Exercise-induced DNA damage response and memory formation in mice

This study reveals that acute aerobic exercise enhances memory formation through a controlled DNA damage mechanism, offering crucial insights into Alzheimer’s disease (AD) prevention. This work challenges the traditional view that DNA damage is inherently harmful, demonstrating that minor, reversible DNA single-strand breaks (SSBs) induced by exercise serve as necessary primers for memory consolidation – a mechanism that may be impaired in AD pathogenesis. AD affects 1 in 9 adults over 65, with ~95% being late-onset cases where up to 40% of risk factors are modifiable through lifestyle interventions like exercise. While exercise demonstrably lowers AD risk, underlying mechanisms remain unclear.
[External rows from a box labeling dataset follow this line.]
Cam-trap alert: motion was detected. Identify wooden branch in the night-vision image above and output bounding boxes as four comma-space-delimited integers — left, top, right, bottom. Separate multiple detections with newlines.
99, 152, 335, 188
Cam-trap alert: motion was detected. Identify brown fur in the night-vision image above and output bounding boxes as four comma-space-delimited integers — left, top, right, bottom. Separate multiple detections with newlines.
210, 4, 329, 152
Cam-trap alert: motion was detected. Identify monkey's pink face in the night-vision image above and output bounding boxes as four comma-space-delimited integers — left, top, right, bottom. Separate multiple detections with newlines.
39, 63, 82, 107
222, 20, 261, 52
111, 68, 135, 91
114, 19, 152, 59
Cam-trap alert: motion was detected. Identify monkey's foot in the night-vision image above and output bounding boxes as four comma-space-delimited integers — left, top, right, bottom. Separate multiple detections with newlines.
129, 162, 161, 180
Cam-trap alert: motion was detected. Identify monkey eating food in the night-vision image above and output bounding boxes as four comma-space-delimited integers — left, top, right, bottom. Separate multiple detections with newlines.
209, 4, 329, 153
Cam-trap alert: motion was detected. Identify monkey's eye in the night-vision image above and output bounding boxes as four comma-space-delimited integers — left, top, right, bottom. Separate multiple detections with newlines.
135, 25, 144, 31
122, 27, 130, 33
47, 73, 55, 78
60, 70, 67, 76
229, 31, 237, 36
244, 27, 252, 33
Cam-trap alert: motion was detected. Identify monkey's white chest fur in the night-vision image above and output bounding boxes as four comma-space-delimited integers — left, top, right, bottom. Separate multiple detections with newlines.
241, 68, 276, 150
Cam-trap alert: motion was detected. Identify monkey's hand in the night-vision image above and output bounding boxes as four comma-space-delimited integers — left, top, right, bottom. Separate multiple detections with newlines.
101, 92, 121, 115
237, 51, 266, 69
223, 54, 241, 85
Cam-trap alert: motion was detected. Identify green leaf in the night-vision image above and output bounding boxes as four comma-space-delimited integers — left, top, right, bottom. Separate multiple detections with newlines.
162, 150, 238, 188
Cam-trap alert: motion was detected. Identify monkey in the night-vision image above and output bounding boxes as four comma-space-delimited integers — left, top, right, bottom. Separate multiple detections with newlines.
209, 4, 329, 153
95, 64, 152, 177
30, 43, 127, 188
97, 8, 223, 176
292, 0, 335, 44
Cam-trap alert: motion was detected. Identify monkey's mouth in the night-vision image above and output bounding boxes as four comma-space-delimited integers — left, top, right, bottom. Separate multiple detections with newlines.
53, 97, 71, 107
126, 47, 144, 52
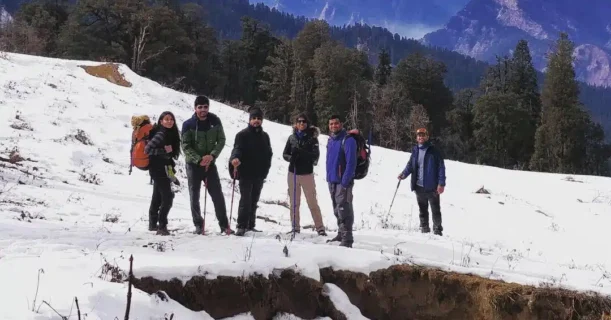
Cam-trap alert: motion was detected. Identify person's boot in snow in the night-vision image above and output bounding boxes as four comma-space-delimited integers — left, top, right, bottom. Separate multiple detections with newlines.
157, 226, 170, 236
327, 233, 342, 242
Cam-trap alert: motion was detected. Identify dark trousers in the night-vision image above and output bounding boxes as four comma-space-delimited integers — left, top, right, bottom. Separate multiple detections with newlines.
187, 163, 229, 231
149, 177, 174, 228
414, 186, 443, 232
329, 183, 354, 245
237, 178, 263, 230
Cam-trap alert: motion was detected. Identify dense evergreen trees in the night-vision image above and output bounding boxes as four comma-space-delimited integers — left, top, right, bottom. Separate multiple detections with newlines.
0, 0, 611, 175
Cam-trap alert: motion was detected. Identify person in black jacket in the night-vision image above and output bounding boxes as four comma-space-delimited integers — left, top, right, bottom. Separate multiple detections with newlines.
144, 111, 180, 236
282, 113, 327, 236
229, 108, 273, 236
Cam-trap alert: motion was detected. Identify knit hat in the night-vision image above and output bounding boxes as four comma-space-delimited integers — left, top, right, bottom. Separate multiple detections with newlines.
248, 107, 263, 120
295, 112, 310, 124
193, 96, 210, 107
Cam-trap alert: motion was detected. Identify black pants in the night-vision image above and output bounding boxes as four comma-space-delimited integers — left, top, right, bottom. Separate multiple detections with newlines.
187, 163, 229, 231
237, 178, 263, 230
329, 182, 354, 245
414, 186, 443, 232
149, 177, 174, 228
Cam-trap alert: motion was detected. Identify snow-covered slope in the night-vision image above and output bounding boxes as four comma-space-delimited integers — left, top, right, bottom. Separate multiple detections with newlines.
0, 54, 611, 320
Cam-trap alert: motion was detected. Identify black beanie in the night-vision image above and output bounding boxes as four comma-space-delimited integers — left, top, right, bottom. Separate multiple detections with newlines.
193, 96, 210, 107
248, 107, 263, 120
295, 112, 310, 124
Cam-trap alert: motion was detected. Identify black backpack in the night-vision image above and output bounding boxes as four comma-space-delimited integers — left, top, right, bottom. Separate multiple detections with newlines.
341, 130, 371, 180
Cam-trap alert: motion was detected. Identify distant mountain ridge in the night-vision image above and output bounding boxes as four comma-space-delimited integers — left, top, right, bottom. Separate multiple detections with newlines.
249, 0, 468, 39
422, 0, 611, 87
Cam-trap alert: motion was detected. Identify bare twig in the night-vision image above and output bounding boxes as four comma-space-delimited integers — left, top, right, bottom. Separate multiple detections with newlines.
42, 300, 68, 320
125, 255, 134, 320
74, 297, 81, 320
32, 268, 45, 312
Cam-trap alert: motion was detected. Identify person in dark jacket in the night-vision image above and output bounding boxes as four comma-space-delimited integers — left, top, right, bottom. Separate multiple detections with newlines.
282, 113, 327, 236
327, 115, 357, 248
182, 96, 234, 234
229, 108, 273, 236
144, 111, 180, 235
398, 128, 446, 236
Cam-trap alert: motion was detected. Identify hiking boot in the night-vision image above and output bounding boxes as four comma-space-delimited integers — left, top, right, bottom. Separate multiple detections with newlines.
157, 226, 170, 236
327, 233, 342, 242
339, 241, 352, 248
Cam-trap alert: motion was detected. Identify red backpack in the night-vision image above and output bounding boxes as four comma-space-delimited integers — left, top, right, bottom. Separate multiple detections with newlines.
129, 115, 153, 174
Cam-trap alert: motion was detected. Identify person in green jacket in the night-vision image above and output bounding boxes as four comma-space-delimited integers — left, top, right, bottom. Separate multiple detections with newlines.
181, 96, 234, 234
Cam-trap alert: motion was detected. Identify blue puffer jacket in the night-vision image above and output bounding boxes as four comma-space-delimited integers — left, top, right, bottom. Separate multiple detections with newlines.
403, 142, 446, 192
327, 129, 356, 188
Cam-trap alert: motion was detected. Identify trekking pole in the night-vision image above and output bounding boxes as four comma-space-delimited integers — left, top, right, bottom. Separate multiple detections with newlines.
388, 180, 401, 215
227, 167, 238, 235
291, 170, 297, 240
202, 177, 208, 234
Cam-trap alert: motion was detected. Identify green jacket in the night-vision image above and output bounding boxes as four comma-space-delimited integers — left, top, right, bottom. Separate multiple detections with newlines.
181, 113, 225, 164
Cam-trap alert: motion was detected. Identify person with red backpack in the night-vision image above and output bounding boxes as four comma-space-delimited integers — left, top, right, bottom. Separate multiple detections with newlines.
144, 111, 180, 236
327, 115, 360, 248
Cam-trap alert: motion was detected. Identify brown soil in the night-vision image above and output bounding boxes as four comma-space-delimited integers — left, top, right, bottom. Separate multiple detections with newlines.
133, 270, 347, 320
79, 63, 132, 88
134, 265, 611, 320
321, 265, 611, 320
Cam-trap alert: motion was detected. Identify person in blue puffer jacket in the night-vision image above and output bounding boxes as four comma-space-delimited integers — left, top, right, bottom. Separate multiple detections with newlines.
327, 115, 357, 248
398, 128, 446, 236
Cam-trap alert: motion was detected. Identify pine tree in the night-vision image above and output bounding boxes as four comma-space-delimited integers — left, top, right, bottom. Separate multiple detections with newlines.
259, 39, 298, 124
509, 40, 541, 125
473, 57, 534, 169
375, 49, 392, 86
392, 53, 453, 135
508, 40, 541, 167
530, 33, 588, 173
291, 20, 331, 125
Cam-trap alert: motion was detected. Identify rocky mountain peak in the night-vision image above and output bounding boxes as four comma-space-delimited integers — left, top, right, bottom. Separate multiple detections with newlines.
422, 0, 611, 86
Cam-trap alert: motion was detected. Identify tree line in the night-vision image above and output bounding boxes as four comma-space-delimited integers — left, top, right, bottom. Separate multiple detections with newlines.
0, 0, 611, 175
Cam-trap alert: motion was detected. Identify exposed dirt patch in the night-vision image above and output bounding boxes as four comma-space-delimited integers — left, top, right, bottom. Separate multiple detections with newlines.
79, 63, 132, 88
133, 270, 346, 320
321, 265, 611, 320
134, 265, 611, 320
This study provides a missing mechanistic link by showing how exercise-induced DNA damage repair systems could counteract the DNA damage accumulation and repair dysregulation that are established hallmarks of brain aging and AD. In data presented herein, young mice showed significantly higher SSB rates in active genomic regions compared to aged mice, suggesting the decline of a protective mechanism (i.e., hormesis) with aging – potentially explaining increased AD susceptibility in older adults. The present study also suggests that exercise-induced SSBs are not random cellular damage but precisely targeted events that occur at genes essential for neuroplasticity, synaptic function, and memory formation. These breaks activate PARP1 (Poly ADP ribose polymerase 1), a crucial DNA damage sensor that simultaneously initiates repair processes while facilitating transcriptional programs necessary for memory consolidation. This mechanism may represent how exercise “primes” the brain against the pathological DNA damage accumulation seen in AD. In support of this, in behavioral experiments, a single exercise bout converted sub-threshold learning into robust long-term memory formation. This memory enhancement correlated with upregulation of both neurotrophic genes (BDNF, Fos) and DNA repair enzymes (PARP1, PARP2), demonstrating coordinated damage-repair processes that appear compromised in AD. We identify HPF1 as a critical cofactor enabling PARP1 to perform trans-ADP-ribosylation of histones, linking DNA damage sensing to epigenetic chromatin remodeling required for memory-related gene expression. This pathway represents a novel therapeutic target for AD, as restoring efficient DNA repair mechanisms might slow or prevent memory loss.